Non aspettatevi troppo dalla fine del mondo
Rispolvererà poi, come sappiamo, alcune interessanti esperienze sudamericane... 
La letteratura, a ben vedere, si basa sempre sulle costrizioni: pensate all'inflessibile costruzione dei canti di Dante, pensate alla rima, al metro... ma è lo stesso anche in pittura se si sceglie olio o tempera.
Il resto è lavoro ai fianchi, artigianato di genio, disciplina.
Vi sono momenti, poi, in cui l'improvvisazione guadagna spazio e si può godere appieno delle gioie della creazione.

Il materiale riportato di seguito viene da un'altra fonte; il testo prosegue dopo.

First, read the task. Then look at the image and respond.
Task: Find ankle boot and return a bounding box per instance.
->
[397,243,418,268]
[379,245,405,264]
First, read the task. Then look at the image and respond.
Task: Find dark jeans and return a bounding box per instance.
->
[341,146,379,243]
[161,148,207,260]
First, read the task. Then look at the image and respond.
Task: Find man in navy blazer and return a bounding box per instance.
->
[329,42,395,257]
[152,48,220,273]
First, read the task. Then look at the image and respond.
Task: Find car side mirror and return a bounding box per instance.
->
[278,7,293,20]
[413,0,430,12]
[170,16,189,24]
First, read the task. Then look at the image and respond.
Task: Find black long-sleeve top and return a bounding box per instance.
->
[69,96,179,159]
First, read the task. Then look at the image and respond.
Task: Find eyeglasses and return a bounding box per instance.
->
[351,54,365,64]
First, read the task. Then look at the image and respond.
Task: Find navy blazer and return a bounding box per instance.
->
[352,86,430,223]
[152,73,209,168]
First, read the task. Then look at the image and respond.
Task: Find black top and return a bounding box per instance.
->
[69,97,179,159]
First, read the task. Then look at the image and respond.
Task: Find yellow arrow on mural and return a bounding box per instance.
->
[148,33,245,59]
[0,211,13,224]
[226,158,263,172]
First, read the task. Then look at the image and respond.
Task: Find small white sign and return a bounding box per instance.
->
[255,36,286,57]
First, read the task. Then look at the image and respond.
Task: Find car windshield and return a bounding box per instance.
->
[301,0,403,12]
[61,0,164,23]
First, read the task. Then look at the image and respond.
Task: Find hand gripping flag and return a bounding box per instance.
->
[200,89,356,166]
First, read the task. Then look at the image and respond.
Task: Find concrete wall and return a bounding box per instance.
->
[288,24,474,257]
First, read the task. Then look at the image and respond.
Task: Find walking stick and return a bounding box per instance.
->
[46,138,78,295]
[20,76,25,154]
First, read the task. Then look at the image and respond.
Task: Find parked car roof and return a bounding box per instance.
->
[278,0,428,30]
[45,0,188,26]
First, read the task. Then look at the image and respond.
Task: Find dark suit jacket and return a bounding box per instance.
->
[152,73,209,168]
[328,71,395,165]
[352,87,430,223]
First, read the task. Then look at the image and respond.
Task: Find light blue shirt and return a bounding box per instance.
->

E' il caso della scena del cimitero, una delle più suggestive del Pendolo di Foucault e l'unica scritta a computer: muovevo le mani sulla tastiera come al pianoforte, ha confessato con un sorriso. E' stata come una jam session.
Ho ripensato così all'appagamento e allo sconcerto che ho provato leggendola, questa scena; leggendo l'intero romanzo.
Un libro "bello e necessario", come ha osservato Severino Cesari su Il Manifesto, "perché intelligentissimo, scintillante d'arguzia, e inoltre perché eruditissimo, e perché svolge un'importantissima tesi ideologica: nientemeno contrastare la Teoria del Complotto che da tempo immemorabile ci spinge a cercare un Segreto sotto il velo del mondo... Come poche volte succede, si chiude il libro con la sensazione di aver compiuto una esperienza necessaria".
E' così che mi sono sentita, quel giorno.
Catapultata in un'esperienza necessaria e, come direbbe senz'altro il Maestro, "onanisticamente deliziosa".
Poco importa che una mano destra fasciata abbia impedito il sacro rituale degli autografi.
E' stato un dolore piccolo, senza traccia.
Nell'estasi pura di un amore infinito.